Michael Johnson’s letter to Frank Field & Co on CDC (reproduced in full here) was a real disappointment. I had expected more; a new and closely reasoned critique, passionately believed, perhaps. What I got was a tired and repetitive rehearsal of many concerns previously raised and answered, and a lot of scaremongering. It was most surprising to see that it claimed to be a dispassionate exposition, when the subsequent language was emotive in extreme.
According to Michael, the advocates of CDC are a
“small cabal of pensions industry self-interests (predominately consultants and lawyers, perhaps seeking to replace their diminishing DB income streams)”
The alternate to CDC proposed, in an incomplete, and rather loose, hand-waving manner, appears to be placed far behind many of the possible designs for CDC which have been proposed and discussed, from a cost and efficiency standpoint. Michael is a fan of with-profits policies; strong and assertive governance will resolve their well-known woes. Yet, one of the key elements of a well-designed CDC scheme is that it benefits from both risk-pooling and risk-sharing among members, which is not a feature of any with-profits policy. There also appears to be a blissful ignorance in his critique of the difference between cross-subsidies and risk-sharing.
Michael has a concern, expressed frequently, that a scheme may over-distribute to current pensioners at the expense of members not yet pensioners. The problem is hardly new as even a cursory reading of the “tragedy of the commons” literature (Hardin, Ostrom, Stiglitz, et al.) would reveal. The solution incidentally is simple. It is, at any point in time, to pay pensions only to the extent that they are funded; to treat the solvency ratio as if it were binding.
This of course is the position faced by an individual, full exposure to the volatility of their asset portfolio (and overconsumption today of assets held for the future their only option). This is where the collective nature of CDC comes into its own; it introduces a second option, risk sharing among members which is equitably organised among them, and therefore sustainable.
But Michael seems no fan of collectivism of any stripe.
Of course, the letter takes the usual cheap shot of asserting that other than Royal Mail there are no companies interested. In fact, there are already many more who will be investigating CDC once it is permitted to exist and be offered. It is a matter of public record that back when the Defined Ambition legislation was being written and the prospect of CDC seemed imminent and tangible, there were more than 20 employer sponsors interested.
In addition, it should be recognised that CDC schemes may exist independently of any corporate sponsor, perhaps organised as master-trusts.
Rather surprisingly, Michael demonstrates a lack of understanding of innovation processes, asserting: “ordinarily, successful product innovation is customer-driven”. As has been noted many times before, this approach results in improved horses but no motor cars. Many, arguably most, innovations are, of course, introduced, built first, in hope and anticipation, not reaction.

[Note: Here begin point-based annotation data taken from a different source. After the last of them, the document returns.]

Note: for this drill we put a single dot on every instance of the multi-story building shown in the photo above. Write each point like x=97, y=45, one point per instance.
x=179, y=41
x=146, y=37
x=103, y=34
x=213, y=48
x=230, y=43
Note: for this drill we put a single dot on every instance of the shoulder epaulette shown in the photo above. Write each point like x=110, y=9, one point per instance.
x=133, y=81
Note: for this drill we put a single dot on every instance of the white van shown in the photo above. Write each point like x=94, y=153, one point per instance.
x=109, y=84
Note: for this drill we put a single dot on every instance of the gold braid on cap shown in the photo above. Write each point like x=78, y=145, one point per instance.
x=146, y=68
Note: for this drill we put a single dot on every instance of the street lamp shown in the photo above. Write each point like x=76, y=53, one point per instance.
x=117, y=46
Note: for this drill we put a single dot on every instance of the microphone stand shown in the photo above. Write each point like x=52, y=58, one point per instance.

The need for decumulation innovation is clear, a belief shared by the authorities, but need does not necessary translate into demand. However, one thing is clear: if we don’t build it, they cannot come.
The letter contains a number of misrepresentations, such as the idea that Freedom and Choice transfers will either be not possible or prove extremely complex, when neither of these is true.
There is much emphasis on creating an atmosphere of uncertainty and risk surrounding CDC, to be approached with much apprehension and dread. The letter is even structured as a listing of risks. Any experimentation and innovation are then much simpler to depict as irresponsible and dangerous.
The letter elevates some remote and highly improbable possibilities to likely events; millennium bug hysteria at its most extreme. Michael would do well to understand that the absence of evidence does not constitute proof that precautionary action needs to be taken.